Bull market: sustained price increases of 20% or more from a recent low.
Bear market: sustained decline of 20% or more from a recent high.
Market risk: broad economic downturns, recessions, and financial crises affect most stocks regardless of individual company performance.
Company risk: a single business can fail or significantly underperform even when the broader market is healthy. Individual stocks can fall 30–50% or more on a single earnings miss or sector shift.
Volatility: stock prices fluctuate daily. Short-term movements can be significant, particularly for smaller or growth-oriented companies.
Liquidity risk: less relevant for large-cap stocks, but smaller or thinly traded stocks may be difficult to buy or sell at a fair price.
Past performance is not indicative of future results. Investing in stocks involves the risk of loss, and you may not recover the full amount invested.
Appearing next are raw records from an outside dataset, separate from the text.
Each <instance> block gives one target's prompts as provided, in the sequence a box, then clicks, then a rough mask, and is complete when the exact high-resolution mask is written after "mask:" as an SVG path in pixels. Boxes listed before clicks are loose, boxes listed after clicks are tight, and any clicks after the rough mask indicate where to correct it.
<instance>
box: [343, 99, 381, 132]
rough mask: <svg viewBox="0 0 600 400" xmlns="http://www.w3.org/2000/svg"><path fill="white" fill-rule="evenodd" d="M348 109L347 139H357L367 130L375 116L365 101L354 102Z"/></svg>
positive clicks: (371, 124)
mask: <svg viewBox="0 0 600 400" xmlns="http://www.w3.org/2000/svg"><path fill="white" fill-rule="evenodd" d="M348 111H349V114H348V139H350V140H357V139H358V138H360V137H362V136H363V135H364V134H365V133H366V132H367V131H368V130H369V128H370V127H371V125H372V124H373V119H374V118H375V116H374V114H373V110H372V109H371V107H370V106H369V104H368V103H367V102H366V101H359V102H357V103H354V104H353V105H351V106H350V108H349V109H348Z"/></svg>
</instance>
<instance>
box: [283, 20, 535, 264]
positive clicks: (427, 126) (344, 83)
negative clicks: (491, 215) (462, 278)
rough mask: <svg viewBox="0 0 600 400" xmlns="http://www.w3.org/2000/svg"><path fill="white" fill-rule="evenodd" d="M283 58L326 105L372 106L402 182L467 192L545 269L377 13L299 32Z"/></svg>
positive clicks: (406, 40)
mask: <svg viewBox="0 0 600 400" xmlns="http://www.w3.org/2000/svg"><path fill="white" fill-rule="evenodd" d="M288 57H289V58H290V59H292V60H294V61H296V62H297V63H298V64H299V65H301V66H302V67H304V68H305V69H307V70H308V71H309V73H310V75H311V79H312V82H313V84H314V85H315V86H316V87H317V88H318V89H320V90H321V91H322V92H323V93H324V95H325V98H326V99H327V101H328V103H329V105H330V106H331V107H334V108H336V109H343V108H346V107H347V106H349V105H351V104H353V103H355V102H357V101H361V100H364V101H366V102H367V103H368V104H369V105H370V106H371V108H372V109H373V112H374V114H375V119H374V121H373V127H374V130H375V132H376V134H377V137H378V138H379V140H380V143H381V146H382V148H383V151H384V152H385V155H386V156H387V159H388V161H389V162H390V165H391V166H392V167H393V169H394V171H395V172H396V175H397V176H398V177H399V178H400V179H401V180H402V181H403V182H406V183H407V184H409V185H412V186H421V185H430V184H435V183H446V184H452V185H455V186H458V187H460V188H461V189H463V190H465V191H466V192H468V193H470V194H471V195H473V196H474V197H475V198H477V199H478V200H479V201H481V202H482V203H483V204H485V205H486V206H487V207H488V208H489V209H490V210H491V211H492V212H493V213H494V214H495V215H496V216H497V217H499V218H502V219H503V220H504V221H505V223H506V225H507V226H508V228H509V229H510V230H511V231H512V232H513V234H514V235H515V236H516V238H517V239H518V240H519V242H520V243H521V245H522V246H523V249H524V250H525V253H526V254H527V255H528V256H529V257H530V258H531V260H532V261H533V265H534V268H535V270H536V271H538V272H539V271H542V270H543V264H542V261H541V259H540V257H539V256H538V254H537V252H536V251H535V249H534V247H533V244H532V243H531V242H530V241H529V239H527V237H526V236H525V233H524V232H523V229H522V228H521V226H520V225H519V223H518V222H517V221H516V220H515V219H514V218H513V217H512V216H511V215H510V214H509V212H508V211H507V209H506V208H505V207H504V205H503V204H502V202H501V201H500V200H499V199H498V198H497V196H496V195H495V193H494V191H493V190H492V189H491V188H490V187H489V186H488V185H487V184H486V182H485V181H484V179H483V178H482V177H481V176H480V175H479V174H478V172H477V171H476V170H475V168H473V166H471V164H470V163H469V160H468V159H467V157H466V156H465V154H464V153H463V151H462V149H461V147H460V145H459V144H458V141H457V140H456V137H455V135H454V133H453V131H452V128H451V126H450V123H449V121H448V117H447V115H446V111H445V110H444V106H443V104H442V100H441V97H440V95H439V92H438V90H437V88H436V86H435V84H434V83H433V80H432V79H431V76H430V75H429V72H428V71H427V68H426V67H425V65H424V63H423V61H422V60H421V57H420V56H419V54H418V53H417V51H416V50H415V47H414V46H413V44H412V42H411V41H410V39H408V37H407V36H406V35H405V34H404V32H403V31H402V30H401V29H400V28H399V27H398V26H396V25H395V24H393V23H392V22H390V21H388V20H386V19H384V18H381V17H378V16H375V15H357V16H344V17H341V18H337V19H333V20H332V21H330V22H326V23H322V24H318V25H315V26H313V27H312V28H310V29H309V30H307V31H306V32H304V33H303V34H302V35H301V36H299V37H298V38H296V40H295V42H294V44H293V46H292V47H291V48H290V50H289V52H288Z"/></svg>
Stocks are one of the oldest and most widely used instruments for building wealth over time. Understanding what a stock is — how ownership works, what drives prices, and what risks are involved — gives you the foundation to participate in equity markets with greater clarity.
As traditional finance and crypto continue to converge, stocks are no longer a separate world from digital assets. Tokenized stock, on-chain IPO access, and cross-asset portfolios are making it possible to hold stocks and crypto side by side — on the same infrastructure, in the same account.